There was a babel of voices and cries, but after a moment quiet was restored. Then Cicero placed his hand on the boy's head.

"My boy," he said pompously, "who is the Quiet Gentleman? Let us be clear upon the point of the Quiet Gentleman."

"Don't you know, sir?" put in the eager cook. "He's a mystery, 'aving bin staying at Mrs. Marry's cottage, she a lone widder taking in boarders."

"I'll give a week's notice!" sobbed the scullery-maid. "These crimes is too much for me."

"I didn't say the Quiet Gentleman 'ad been murdered," said Billy, the page; "but Mrs.

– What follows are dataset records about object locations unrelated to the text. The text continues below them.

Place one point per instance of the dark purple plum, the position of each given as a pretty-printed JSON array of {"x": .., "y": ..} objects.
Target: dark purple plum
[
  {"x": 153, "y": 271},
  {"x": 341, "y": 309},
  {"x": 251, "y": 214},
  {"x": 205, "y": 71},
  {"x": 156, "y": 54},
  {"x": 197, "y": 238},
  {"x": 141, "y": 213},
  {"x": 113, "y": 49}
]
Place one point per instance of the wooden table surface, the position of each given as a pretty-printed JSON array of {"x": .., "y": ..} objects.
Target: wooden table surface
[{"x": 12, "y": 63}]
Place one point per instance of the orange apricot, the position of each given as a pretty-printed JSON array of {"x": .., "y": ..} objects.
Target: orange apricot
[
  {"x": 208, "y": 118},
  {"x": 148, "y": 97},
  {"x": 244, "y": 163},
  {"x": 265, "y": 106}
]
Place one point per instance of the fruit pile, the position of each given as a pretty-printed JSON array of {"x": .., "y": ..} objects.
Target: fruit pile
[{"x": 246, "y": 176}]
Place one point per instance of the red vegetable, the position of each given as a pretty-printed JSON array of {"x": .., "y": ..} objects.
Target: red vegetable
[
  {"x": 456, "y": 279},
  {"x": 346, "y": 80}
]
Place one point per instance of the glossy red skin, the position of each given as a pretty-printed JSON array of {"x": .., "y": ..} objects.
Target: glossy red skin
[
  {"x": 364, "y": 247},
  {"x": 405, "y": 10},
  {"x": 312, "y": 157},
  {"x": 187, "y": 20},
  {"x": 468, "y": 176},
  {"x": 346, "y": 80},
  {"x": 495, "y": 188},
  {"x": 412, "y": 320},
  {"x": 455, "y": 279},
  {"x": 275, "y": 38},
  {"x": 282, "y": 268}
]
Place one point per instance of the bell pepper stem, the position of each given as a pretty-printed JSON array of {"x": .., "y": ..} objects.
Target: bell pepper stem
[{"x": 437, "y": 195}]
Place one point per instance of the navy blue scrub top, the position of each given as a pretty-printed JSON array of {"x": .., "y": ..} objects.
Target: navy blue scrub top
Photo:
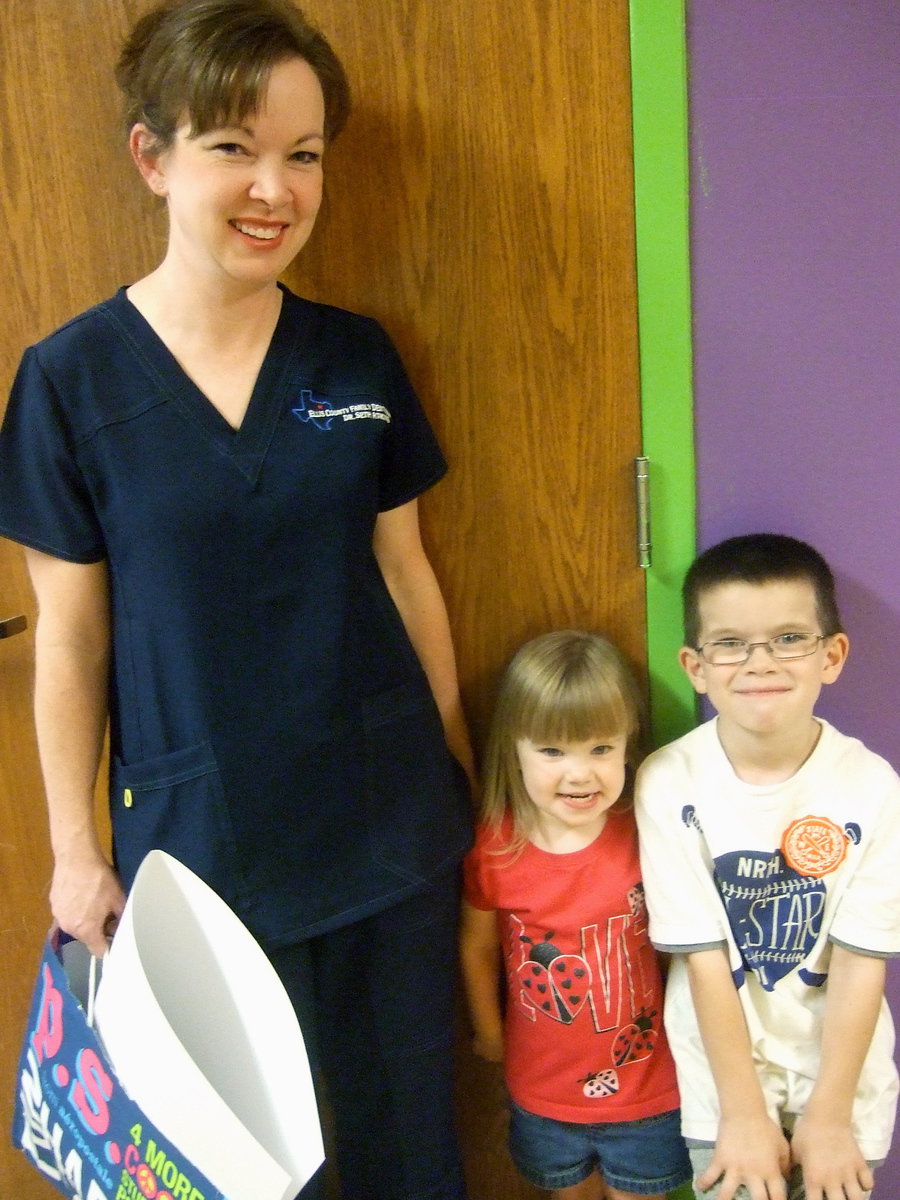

Marry only thinks so, cos 'e ain't come 'ome.'

"As like as not he's cold and stiff in some lonely grave!" groaned Mrs. Crammer hopefully.

"The Quiet Gentleman," said Cicero, bent upon acquiring further information--"tall, yellow-bearded, with a high forehead and a bald head?"

"Well, I never, sir!" cried Jane, the housemaid. "If you ain't describing Dr. Warrender! Did you know him, sir?"

Cicero was quite equal to the occasion.

"I knew him professionally. He attended me for a relaxed throat. I was vox et pr?terea nihil until he cured me. But what was this mysterious gentleman like? Short, eh?"

"No; tall and thin, with a stoop. Long white hair, longer beard and black eyes like gimblets," gabbled the cook. "I met 'im arter dark one evenin', and I declare as 'is eyes were glow-worms. Ugh! They looked me through and through. I've never bin the same woman since."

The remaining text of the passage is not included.